Some hackers focus on crime. In June 2016 the FSB and Russian interior ministry stopped a group of 50 hackers suspected of stealing nearly 1.7bn roubles ($26m; £20m) from Russian banks.
Experience shows groups involved in crime who do not co-operate with Russia's special services are at great risk of punishment, especially if they fail to keep physically distant from their target countries.
In April 2016, a former resident of Tver, Alexander Panin, was sentenced to nine-and-a-half years in prison in the US for creating the SpyEye virus which infected 50 million computers.
His Algerian accomplice, Hamza Bendelladj, was sentenced to 15 years. Using a Trojan virus, they managed to steal $3.2m in six months.
Panin ended up in court in July 2013 when he flew to see a friend in the Dominican Republic. After his arrest he was quickly extradited to the US.
In late 2015 Alexei Burkov from St Petersburg was detained in Israel after an arrest warrant was issued by Interpol.

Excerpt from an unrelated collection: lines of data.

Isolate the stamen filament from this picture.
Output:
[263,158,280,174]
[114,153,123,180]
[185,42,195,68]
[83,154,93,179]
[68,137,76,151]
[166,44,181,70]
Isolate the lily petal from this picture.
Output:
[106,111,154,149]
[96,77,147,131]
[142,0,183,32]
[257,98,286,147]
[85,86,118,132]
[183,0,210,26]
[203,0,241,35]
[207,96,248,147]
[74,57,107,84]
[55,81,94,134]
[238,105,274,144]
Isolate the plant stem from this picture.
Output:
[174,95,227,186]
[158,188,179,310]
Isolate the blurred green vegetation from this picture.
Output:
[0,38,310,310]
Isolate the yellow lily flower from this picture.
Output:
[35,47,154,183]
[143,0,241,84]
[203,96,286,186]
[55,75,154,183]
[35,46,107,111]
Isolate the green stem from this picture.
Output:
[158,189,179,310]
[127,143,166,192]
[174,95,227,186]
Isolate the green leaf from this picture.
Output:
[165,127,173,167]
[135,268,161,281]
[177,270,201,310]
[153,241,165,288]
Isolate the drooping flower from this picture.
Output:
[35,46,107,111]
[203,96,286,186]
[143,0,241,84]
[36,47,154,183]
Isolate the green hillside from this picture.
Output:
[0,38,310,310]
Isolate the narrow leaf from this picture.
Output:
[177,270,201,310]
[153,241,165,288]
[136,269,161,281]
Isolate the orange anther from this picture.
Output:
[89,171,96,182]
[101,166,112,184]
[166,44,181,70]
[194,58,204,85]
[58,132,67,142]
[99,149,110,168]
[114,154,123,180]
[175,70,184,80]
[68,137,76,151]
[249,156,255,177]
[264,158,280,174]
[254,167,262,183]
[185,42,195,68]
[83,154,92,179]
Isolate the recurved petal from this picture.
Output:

He was suspected of hacking into payment systems and stealing several million dollars from US citizens' credit cards.
On the other hand, Yevgeny Bogachev is officially wanted by the FBI for creating a botnet - a computer zombie network - called GOZ, and causing $100m worth of damage, according to the Telegraph.

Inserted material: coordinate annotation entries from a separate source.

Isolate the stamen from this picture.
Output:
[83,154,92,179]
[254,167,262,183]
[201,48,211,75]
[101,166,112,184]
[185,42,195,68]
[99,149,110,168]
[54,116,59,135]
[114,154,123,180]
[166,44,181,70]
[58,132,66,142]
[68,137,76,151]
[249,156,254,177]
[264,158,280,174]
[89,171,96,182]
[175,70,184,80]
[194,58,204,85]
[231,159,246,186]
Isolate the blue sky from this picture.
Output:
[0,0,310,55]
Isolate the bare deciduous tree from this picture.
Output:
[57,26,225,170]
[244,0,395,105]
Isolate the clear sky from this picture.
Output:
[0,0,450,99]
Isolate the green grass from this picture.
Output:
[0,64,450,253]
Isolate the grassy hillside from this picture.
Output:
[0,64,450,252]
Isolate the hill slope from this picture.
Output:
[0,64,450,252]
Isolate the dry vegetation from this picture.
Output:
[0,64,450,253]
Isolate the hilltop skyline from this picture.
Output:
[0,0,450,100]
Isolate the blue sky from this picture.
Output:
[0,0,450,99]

Yet he lives in an apartment in the Black Sea resort of Anapa, drives an old Volvo with a sticker saying "computer repairs" and occasionally goes sailing on a yacht. His neighbours admire him for his "achievements" and the Russian authorities have no intention of handing him over.
The four countries reckoned to have the most cyber criminals are the US, Russia, China and India. Hackers in Iran and North Korea have also made their mark internationally.
A survey at an international conference on cybersecurity in 2014 by the British company MWR InfoSecurity showed that 34% considered Russian hackers the most powerful in the world, while 18% rated Chinese hackers as the most powerful.